TERRE HAUTE, Ind. (WTWO/WAWV)– Following the results of last week’s election, two officials will make history when they are sworn in. 

Terre Haute Mayor-Elect Brandon Sakbun will be the first person of color to ever take office, and Kandace Hinton, who won her race to be the councilwoman in District One, will be the first Black woman ever to serve on the council. 

Dr. Crystal Reynolds, a local historian, believes this is a major milestone for the city. 

“100 plus years of us being who we are in Terre Haute there has never been a person of color as mayor, or a Black woman in the city council. So that in itself is historic,” she said. “Some people will say what took them so long, but at the same time, there are other cities in this great country that have never elected a person of color to any high role.”

WTWO spoke to both Hinton and Sakbun about their thoughts on the achievement. 

Hinton said she wasn’t aware until about two or three months into her campaign that she had the opportunity to make history– but that motivates her even more to be an inspiration for other people around the community.

“For Black women not to be engaged in this way makes me want to stretch myself even more and challenge myself that I can mentor and inspire the next generation, the current generation actually, of leaders for Terre Haute,” she said. 

She called it a “humbling” experience to be in this position– and she thanked others in the African-American community for supporting her. 

“I think that they see representation now, that they see someone who looks like them who perhaps had many of their same experiences,” Hinton said. “The community has embraced me, the African-American community has embraced me, they’re very thankful and they’re so proud. It doesn’t matter I did not grow up in Terre Haute, it matters I’ve been a member of this community for a long time.”

Sakbun– who’s mom is from Jamaica and his dad from Cambodia– said he thinks those all across the country can relate to his background.

“I definitely think it is just a part of the small story of American history and the concept of chasing the American dream,” he said. “We are a country formed of immigrants, from Europe, from Africa, from South America, from Asia, from all different backgrounds, but really it’s representative that yes, even in 2023 we are still breaking down barriers.” 

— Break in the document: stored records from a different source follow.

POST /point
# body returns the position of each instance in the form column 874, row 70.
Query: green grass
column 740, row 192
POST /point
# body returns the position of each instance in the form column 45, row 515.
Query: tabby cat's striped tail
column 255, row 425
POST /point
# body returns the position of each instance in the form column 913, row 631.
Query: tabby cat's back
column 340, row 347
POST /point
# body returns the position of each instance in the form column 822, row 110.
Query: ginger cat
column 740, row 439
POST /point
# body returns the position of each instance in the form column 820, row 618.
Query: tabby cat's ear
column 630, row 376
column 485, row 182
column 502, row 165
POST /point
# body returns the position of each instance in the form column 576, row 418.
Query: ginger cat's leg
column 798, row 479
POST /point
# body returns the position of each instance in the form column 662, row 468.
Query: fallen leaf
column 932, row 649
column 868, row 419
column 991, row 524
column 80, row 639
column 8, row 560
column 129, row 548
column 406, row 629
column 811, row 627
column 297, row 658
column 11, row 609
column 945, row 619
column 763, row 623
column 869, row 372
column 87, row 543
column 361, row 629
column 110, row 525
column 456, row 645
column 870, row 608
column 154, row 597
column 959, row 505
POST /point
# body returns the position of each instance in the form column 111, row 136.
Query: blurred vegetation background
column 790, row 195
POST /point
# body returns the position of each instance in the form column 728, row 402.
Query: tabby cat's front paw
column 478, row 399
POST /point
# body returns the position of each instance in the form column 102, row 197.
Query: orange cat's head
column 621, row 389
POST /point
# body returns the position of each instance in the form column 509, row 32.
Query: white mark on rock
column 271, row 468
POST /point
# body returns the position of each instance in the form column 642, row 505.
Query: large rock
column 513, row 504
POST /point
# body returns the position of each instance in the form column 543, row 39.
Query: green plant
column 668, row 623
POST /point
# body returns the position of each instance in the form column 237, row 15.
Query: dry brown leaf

Sakbun said there were many other younger politicians he looked up to, but he wants to make his own impact as he looks forward to his time in office. 

“You never want to be the second coming of another public official. I’m very pointed to say that, you create your own chapter. Take politics out of it. Whether that’s on the athletic field, the career field,” he said. “Be the first you, be your own individual. Yes, you look up to others and take their advice sometimes, but you always want to tailor to who you are and what your destiny is.”

Reynolds said she thought the representation at the highest levels of city government is important to celebrate.

“It’s important that we see role models, because that shapes us. Seeing people who look like us [in these positions,]” she said.

Hinton made a point to thank all those who came before her in fighting for civil rights across America.

“I’m grateful I stand on the shoulders of my ancestors. So many people who fought for the right just to vote. Now we have the right to elect folks who represent our community, who give us voice,” she said. 

Reynolds echoed that sentiment– saying this is important to see in communities across the country.

“Nationally, we need diversity,” she said. “And this says a lot about our nation that we’ve come so far that we are now electing people who look like us and we’re electing people of all different ethnicities and all different backgrounds.”

Sakbun thanked his friends and family for making this possible, as well as those who came out to vote. 

A Terre Haute native, he said he hopes younger kids, in his shoes– or those around the community– can be motivated by the progress in the community.

“I hope it inspires the youth in our community to get involved in the process,” he said. “Not just by voting, but by giving their time and energy towards making the country, the state and the city a better place.”